Melalui anamnesis dan pemeriksaan fisik belum dapat mengkonfirmasi penyebab
pasti sumber nyeri. Pemeriksaan penunjang yang dilakukan adalah pemeriksaan
darah, urinalisa dan pemeriksaan radiologis. Pada pemeriksaan darah rutin
didapatka tanda-tanda infeksi seperti peningkatan leukosit, tetapi tidak terjadi
peningkatan LED, dan hitung jenis tidak terjadi. Pada pemeriksaan kimia klinik
didapatkan ureum dan kreatinin yang tinggi, hal ini menandakan telah terjadi
gangguan berarti fungsi ginjal. Pada pemeriksaan urinalisa ditemukan adanya
leukosit 30-40/LPB dan eritrosit 30-50/LPB yang menujukan telah terjadinya
hematuria mikroskopis dan bermakna bahwa fungsi filtrasi ginjal mulai
terganggu.
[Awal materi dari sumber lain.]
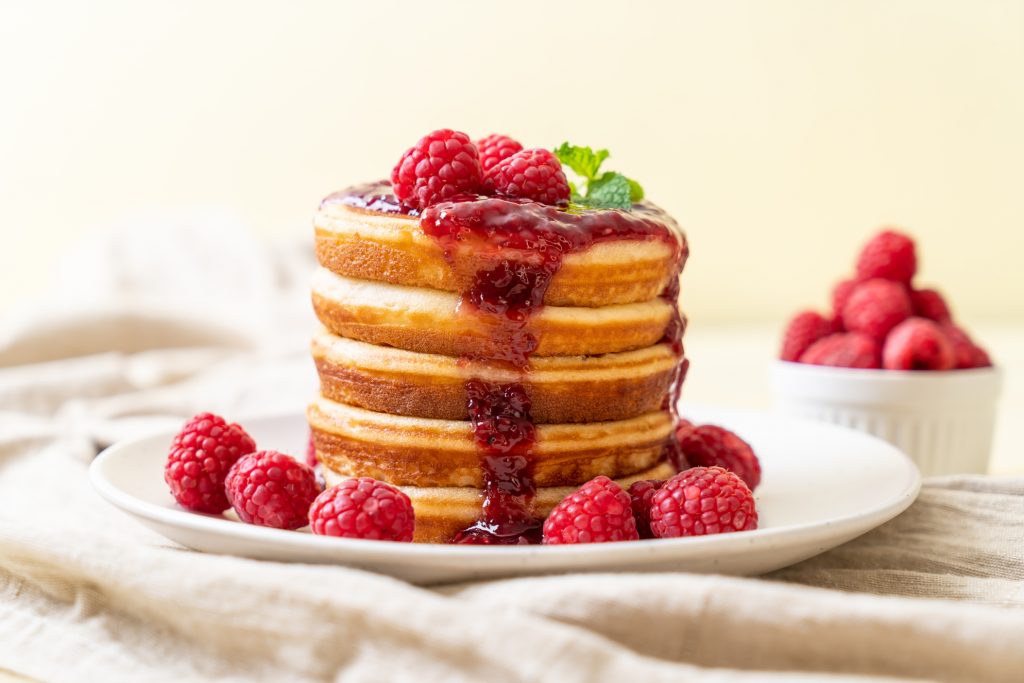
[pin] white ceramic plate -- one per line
(821, 486)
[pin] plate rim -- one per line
(366, 550)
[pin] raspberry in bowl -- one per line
(892, 360)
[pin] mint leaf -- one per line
(636, 191)
(610, 190)
(584, 161)
(604, 190)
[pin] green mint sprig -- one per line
(601, 190)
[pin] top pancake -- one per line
(390, 247)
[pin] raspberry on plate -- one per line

Kristal oksalat pada urin juga menunjukkan bahwa mungkin telah ada
deposit batu pada saluran cerna.
Pada pemeriksaan radiologis BNO tampak bayangan radioopaque pada linea para
vertebrae sinistra setinggi Lumbal III Ukuran 2,5 x 3 cm. Besar kemungkinan
bahwa bayangan radioopaque ini merupakan batu yang di ginjal kiri. Selai batu,
terlihat pula gambaran calyx ginjal yang tampak flattening menandakan bahwa
ginjal mengalami Hydronefrosis grade III.
Dari pemeriksaan Ultrasonografi (USG), pada LK (left kidney) tampak Tampak
batu pada ginjal kiri di pole atas-tengah-bawah berukuran 1 cm x 1,2 cm x 1,8 cm;
tampak pelebaran sistem pelvicokaliseal yang menandakan telah terjadi
hidronefrosis grade III.
Dari anamnesis, pemeriksaan fisik dan pemeriksaan penunjang, diagnosis kerja
kasus ini adalah nephrolithiasis sinistra dengan Hydronefrosis grade III.
PCNL direncanakan sebagai teknik operatif pilihan dalam kasus ini. Dengan
menggunakan teknik minimal invasif, dan melihat fungsi ginjal yang masih baik
dan tanpa komplikasi, prognosis kasus ini adalah baik.